另外,如果使用huggingface的话,建议使用 https://hf-mirror.com/ 镜像(记得docker部署时设置HF_ENDPOINT环境变量)。
以下假设部署后的服务地址为 http://localhost:9997
部署自定义 embedding 模型
准备embedding模型自定义JSON文件
创建文件夹custom_models/embedding
:
mkdir -p custom_models/embedding
然后创建以下模型自定义JSON文件:
360Zhinao-search.json
:
{
"model_name": "360Zhinao-search",
"dimensions": 1024,
"max_tokens": 512,
"language": ["en", "zh"],
"model_id": "qihoo360/360Zhinao-search",
"model_format": "pytorch"
}
gte-Qwen2-7B-instruct.json
:
{
"model_name": "gte-Qwen2-7B-instruct",
"dimensions": 4096,
"max_tokens": 32768,
"language": ["en", "zh"],
"model_id": "Alibaba-NLP/gte-Qwen2-7B-instruct",
"model_format": "pytorch"
}
zpoint_large_embedding_zh.json
:
{
"model_name": "zpoint_large_embedding_zh",
"dimensions": 1792,
"max_tokens": 512,
"language": ["zh"],
"model_id": "iampanda/zpoint_large_embedding_zh",
"model_format": "pytorch"
}
注意:对于下载到本地的模型可以设置 model_uri
参数,例如 file:///path/to/llama-2-7b
。
注册自定义 embedding 模型
xinference register --model-type embedding --file custom_models/embedding/360Zhinao-search.json --persist --endpoint http://localhost:9997
xinference register --model-type embedding --file custom_models/embedding/gte-Qwen2-7B-instruct.json --persist --endpoint http://localhost:9997
xinference register --model-type embedding --file custom_models/embedding/zpoint_large_embedding_zh.json --persist --endpoint http://localhost:9997
启动自定义 embedding 模型
xinference launch --model-type embedding --model-name gte-Qwen2-7B-instruct --model-engine transformers --model-format pytorch --endpoint http://localhost:9997
xinference launch --model-type embedding --model-name 360Zhinao-search --model-engine transformers --model-format pytorch --endpoint http://localhost:9997
xinference launch --model-type embedding --model-name zpoint_large_embedding_zh --model-engine transformers --model-format pytorch --endpoint http://localhost:9997
启动bge-m3和bge-reranker-base模型
bge-m3和bge-reranker-base是比较常用的embedding模型和reranking模型。
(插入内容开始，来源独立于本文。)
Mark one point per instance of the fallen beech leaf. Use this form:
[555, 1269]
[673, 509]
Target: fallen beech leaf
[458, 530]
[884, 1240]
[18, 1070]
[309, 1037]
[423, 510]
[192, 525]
xinference launch --model-name bge-m3 --model-type embedding --endpoint http://localhost:9997
xinference launch --model-name bge-reranker-base --model-type rerank --endpoint http://localhost:9997
curl调用测试
embedding:
curl http://localhost:9997/v1/embeddings \
-H "Content-Type: application/json" \
-d '{
"input": "The food was delicious and the waiter...",
"model": "360Zhinao-search",
"encoding_format": "float"
}'
reranking:
curl http://localhost:9997/v1/rerank \
-H "Content-Type: application/json" \
-d '{
"model": "bge-reranker-base",
"query": "I love you",
"documents": [
"I hate you",
"I really like you",
"天空是什么颜色的",
"黑芝麻味饼干"
],
"top_n": 3
}'